2025 | Tesis | S2 Magister Kenotariatan
Penelitian ini bertujuan untuk mengetahui dan menganalisis pertanggungjawaban hukum pidana terhadap Notaris yang terlibat tindak pidana korupsi pengadaan tanah ruang terbuka hijau publik ditinjau dari alasan pemberatan pidana. Penelitian ini juga bertujuan untuk mengetahui dan menganalisis pertanggungjawaban hukum administrasi terhadap Notaris yang terlibat tindak pidana korupsi pengadaan tanah ruang terbuka hijau publik ditinjau dari Undang-Undang Jabatan Notaris.
Penelitian ini merupakan penelitian hukum normatif. Data yang digunakan dalam penelitian ini terdiri dari data primer dan data sekunder. Cara dan alat pengumpulan data dalam penelitian ini yaitu data primer diperoleh melalui wawancara narasumber sedangkan untuk data sekunder diperoleh melalui studi kepustakaan. Analisis data yang dilakukan yaitu secara kualitatif dalam bentuk penjabaran permasalahan atau deskriptif.

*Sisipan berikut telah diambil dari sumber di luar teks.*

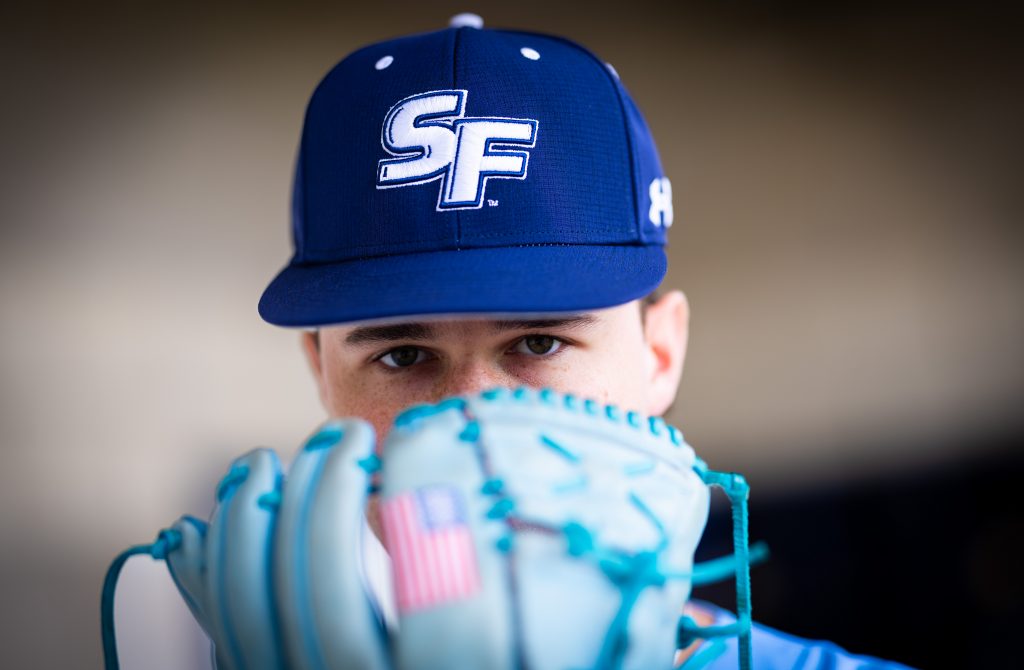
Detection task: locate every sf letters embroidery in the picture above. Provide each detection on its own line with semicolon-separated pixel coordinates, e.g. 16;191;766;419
377;90;538;211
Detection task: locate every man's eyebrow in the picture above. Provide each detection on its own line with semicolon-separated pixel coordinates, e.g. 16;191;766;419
345;324;433;344
495;315;597;332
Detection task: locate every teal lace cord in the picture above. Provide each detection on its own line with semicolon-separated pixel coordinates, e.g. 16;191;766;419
677;459;767;670
691;542;770;586
99;529;181;670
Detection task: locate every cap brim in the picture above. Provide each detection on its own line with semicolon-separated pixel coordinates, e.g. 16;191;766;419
259;245;668;328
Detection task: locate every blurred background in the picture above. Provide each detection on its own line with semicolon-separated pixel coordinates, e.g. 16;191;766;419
0;0;1024;668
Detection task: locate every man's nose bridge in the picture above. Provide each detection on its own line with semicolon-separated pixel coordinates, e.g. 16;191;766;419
441;358;510;395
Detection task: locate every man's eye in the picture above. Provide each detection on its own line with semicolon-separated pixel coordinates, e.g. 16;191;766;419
378;346;427;368
515;335;562;355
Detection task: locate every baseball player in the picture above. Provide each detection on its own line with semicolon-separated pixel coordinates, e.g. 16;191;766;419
103;15;917;669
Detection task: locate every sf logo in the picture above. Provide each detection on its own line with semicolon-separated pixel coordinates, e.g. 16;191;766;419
377;90;538;211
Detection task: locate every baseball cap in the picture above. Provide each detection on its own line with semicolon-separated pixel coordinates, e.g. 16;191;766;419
259;9;672;327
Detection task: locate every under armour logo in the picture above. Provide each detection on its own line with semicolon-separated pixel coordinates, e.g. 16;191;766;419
377;90;538;211
647;177;672;227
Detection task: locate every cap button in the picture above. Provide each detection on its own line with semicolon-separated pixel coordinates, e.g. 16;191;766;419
449;11;483;29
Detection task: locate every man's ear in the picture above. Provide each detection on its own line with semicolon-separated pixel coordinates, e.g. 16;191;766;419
643;291;690;416
302;330;328;409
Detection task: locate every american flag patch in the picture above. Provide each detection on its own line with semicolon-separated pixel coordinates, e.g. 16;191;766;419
381;486;480;613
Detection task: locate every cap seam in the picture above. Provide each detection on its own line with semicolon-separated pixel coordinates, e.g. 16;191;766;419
290;242;663;267
537;33;644;240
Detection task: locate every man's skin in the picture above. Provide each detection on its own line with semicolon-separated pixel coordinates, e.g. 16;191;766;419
302;291;707;659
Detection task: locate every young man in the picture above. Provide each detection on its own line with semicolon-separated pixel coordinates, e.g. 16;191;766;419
260;15;913;668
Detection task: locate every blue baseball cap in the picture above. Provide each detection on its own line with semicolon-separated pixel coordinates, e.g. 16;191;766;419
259;15;672;328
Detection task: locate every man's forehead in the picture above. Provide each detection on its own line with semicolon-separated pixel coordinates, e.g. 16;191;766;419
342;312;598;344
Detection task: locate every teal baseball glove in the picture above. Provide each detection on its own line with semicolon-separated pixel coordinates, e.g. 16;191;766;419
103;389;750;670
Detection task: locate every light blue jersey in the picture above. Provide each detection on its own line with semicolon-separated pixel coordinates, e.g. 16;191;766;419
681;602;909;670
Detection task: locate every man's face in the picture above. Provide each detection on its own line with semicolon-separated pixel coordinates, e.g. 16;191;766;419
303;291;689;537
305;293;685;439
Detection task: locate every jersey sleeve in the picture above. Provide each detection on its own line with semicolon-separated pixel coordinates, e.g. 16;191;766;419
680;602;911;670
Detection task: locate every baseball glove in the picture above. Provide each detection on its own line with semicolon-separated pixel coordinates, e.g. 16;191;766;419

Penelitian ini menunjukan dua kesimpulan. Pertama, pertanggungjawaban hukum pidana terhadap Notaris yang terlibat tindak pidana korupsi pengadaan tanah ruang terbuka hijau publik ditinjau dari alasan pemberatan pidana yaitu bahwa adanya jabatan Notaris yang melekat pada dirinya dapat menjadi salah satu alasan pemberatan pidana sebagaimana diatur dalam Pasal 52 KUHP. Namun demikian, pada kasus penelitian ini pertimbangan ketiga Hakim pada Pengadilan Negeri Nomor 87/Pid.Sus-TPK/2022/PN.Jkt.Pst jo Pengadilan Tinggi Nomor 25/Pid.Sus-TPK/2023/PT DKI jo Mahkamah Agung Nomor 6057 K/Pid.Sus/2023 tidak ada yang menjadikan jabatan Notaris sebagai alasan pemberatan pidana. Kedua, pertanggungjawaban hukum administrasi terhadap Notaris yang terlibat tindak pidana korupsi pengadaan tanah ruang terbuka hijau publik ditinjau dari Undang-Undang Jabatan Notaris yaitu bahwa terbukti dan terpenuhinya unsur-unsur tindak pidana korupsi sebagaimana diatur dalam Pasal 3 UU PTPK yang dilakukan Notaris memiliki ancaman hukuman paling sedikit 1 (satu) tahun dan paling lama 20 (duapuluh) tahun. Sanksi administrasi yang dapat diberikan berupa pemberhentian tidak hormat sejalan dengan Pasal 13 UUJN.
This research aims to determine and analyze the criminal legal responsibility of Notaries involved in criminal acts of corruption in land procurement for public green open spaces in terms of criminal charges. This research also aims to determine and analyze the administrative legal accountability of Notaries involved in criminal acts of corruption in land procurement for public green open spaces in terms of the Law on the Position of Notaries.
This research is a normative legal research. The data used in this study consists of primary data and secondary data. The method and tools for collecting data in this study are primary data obtained through interviews with informants while secondary data is obtained through literature studies. The data analysis carried out is qualitative in the form of problem descriptions or descriptive.
This research shows two conclusions. First, the criminal liability of Notaries involved in corruption in the procurement of public green open space land is reviewed from the reasons for aggravating the criminal offense, namely that the existence of a Notary position attached to him can be one of the reasons for aggravating the criminal offense as regulated in Article 52 of the Criminal Code. However, in this research case, the considerations of the three Judges at the District Court Number 87/Pid.Sus-TPK/2022/PN.Jkt.Pst in conjunction with the High Court Number 25/Pid.Sus-TPK/2023/PT DKI in conjunction with the Supreme Court Number 6057 K/Pid.Sus/2023 did not use the Notary position as a reason for aggravating the criminal offense. Second, the legal administrative responsibility of Notaries involved in criminal acts of corruption in the procurement of public green open space land as reviewed from the Notary Position Law, namely that if the elements of criminal acts of corruption as regulated in Article 3 of the PTPK Law are proven and fulfilled, the Notary has a minimum sentence of 1 (one) year and a maximum of 20 (twenty) years. The administrative sanction that can be given is in the form of dishonorable dismissal in line with Article 13 of the UUJN.
Kata Kunci : Pertanggungjawaban Hukum, Notaris, Tindak Pidana Korupsi.